Bees also have good colour vision. It's one reason flowers are so showy! They especially like blue, purple, violet, white and yellow. Planting flowers of a single species in clumps just over a metre in diameter, instead of scattering them, ensures bees are more likely to find them.
Bee species have different tongue lengths, which means they're adapted to different flowers. A variety of flower shapes will benefit a diversity of bees.
These plants, organized by blooming time, are just a few native to Canada that attract bees:
Early: blueberry, cotoneaster, crab- apple, cranberry, crocus, foxglove, heliotrope, hazelnut, heather, primrose, willow
Mid-season: blackberry, cat mint, catnip, chives, dahlia, hyssop, lavender, raspberry, sunflower, yarrow
Late: aster (perennial), beggar's tricks, borage, coneflower, cornflower, cosmos, goldenrod, pumpkin, sedum, squash
Build a Bee Bath
Bees and other beneficial insects— ladybugs, butterflies and predatory wasps—all need fresh water to drink, but most can't land in a conventional bird bath without crashing.

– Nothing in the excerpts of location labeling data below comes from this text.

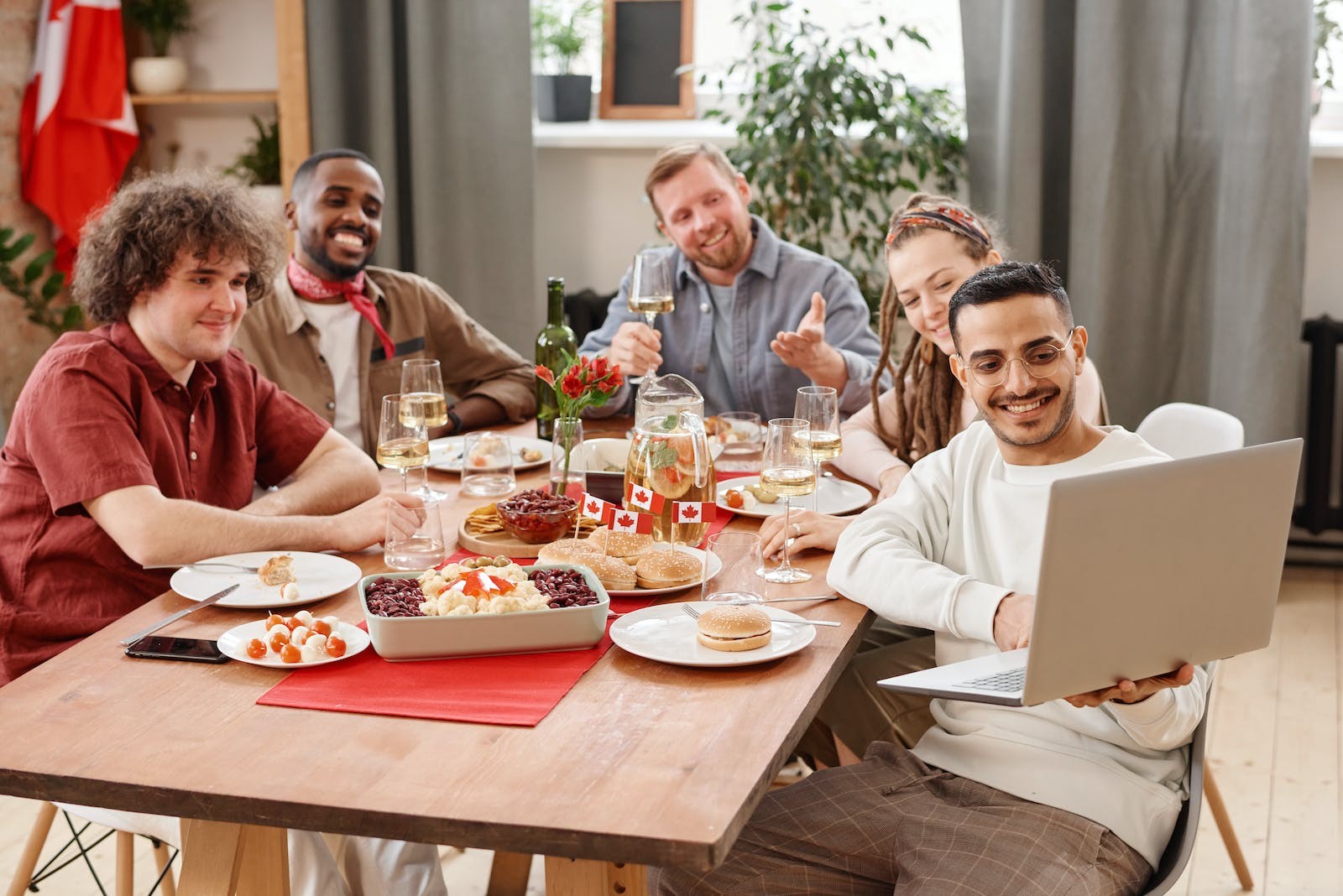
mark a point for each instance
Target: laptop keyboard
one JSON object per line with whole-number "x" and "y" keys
{"x": 1009, "y": 681}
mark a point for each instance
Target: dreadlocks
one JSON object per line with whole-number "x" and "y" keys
{"x": 930, "y": 418}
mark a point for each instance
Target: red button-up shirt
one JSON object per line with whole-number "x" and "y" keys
{"x": 98, "y": 414}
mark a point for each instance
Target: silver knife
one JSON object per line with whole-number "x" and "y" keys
{"x": 176, "y": 616}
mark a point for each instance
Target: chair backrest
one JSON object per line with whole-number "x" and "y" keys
{"x": 1186, "y": 431}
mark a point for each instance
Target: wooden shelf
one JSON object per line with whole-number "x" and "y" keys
{"x": 206, "y": 96}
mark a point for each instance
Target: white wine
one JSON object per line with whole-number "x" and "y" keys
{"x": 789, "y": 482}
{"x": 403, "y": 452}
{"x": 431, "y": 405}
{"x": 818, "y": 443}
{"x": 651, "y": 304}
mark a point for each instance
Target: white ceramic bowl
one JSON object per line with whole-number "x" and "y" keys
{"x": 423, "y": 638}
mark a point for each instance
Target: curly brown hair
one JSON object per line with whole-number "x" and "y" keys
{"x": 933, "y": 411}
{"x": 132, "y": 244}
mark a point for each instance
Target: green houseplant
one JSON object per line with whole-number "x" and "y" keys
{"x": 38, "y": 284}
{"x": 559, "y": 34}
{"x": 826, "y": 134}
{"x": 161, "y": 20}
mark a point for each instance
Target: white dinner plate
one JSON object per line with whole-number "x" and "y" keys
{"x": 319, "y": 576}
{"x": 447, "y": 454}
{"x": 666, "y": 633}
{"x": 234, "y": 645}
{"x": 833, "y": 497}
{"x": 715, "y": 565}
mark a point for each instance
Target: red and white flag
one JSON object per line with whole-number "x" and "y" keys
{"x": 644, "y": 497}
{"x": 76, "y": 128}
{"x": 597, "y": 508}
{"x": 626, "y": 521}
{"x": 693, "y": 511}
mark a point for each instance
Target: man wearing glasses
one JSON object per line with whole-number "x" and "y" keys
{"x": 1074, "y": 795}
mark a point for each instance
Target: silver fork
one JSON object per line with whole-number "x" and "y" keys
{"x": 695, "y": 613}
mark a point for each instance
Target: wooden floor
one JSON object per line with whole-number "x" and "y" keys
{"x": 1275, "y": 745}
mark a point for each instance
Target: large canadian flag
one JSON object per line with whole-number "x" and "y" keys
{"x": 76, "y": 128}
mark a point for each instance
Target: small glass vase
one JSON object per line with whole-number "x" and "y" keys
{"x": 568, "y": 475}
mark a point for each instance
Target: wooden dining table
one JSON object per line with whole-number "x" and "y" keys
{"x": 641, "y": 763}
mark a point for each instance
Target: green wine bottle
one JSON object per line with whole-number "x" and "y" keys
{"x": 552, "y": 342}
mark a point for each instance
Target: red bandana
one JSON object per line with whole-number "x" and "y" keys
{"x": 311, "y": 286}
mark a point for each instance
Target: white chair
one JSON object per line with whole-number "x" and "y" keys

You can help:
Line a shallow bowl or plate with rocks. Add water, but leave the rocks as dry islands to serve as landing pads. Place the bath on the ground in your garden. Put it near "problem plants"—those that get aphids, for example—and the beneficial insects that come to drink will look after them. Refresh the water daily, adding just enough to evaporate by day's end to avoid creating a mosquito breeding ground.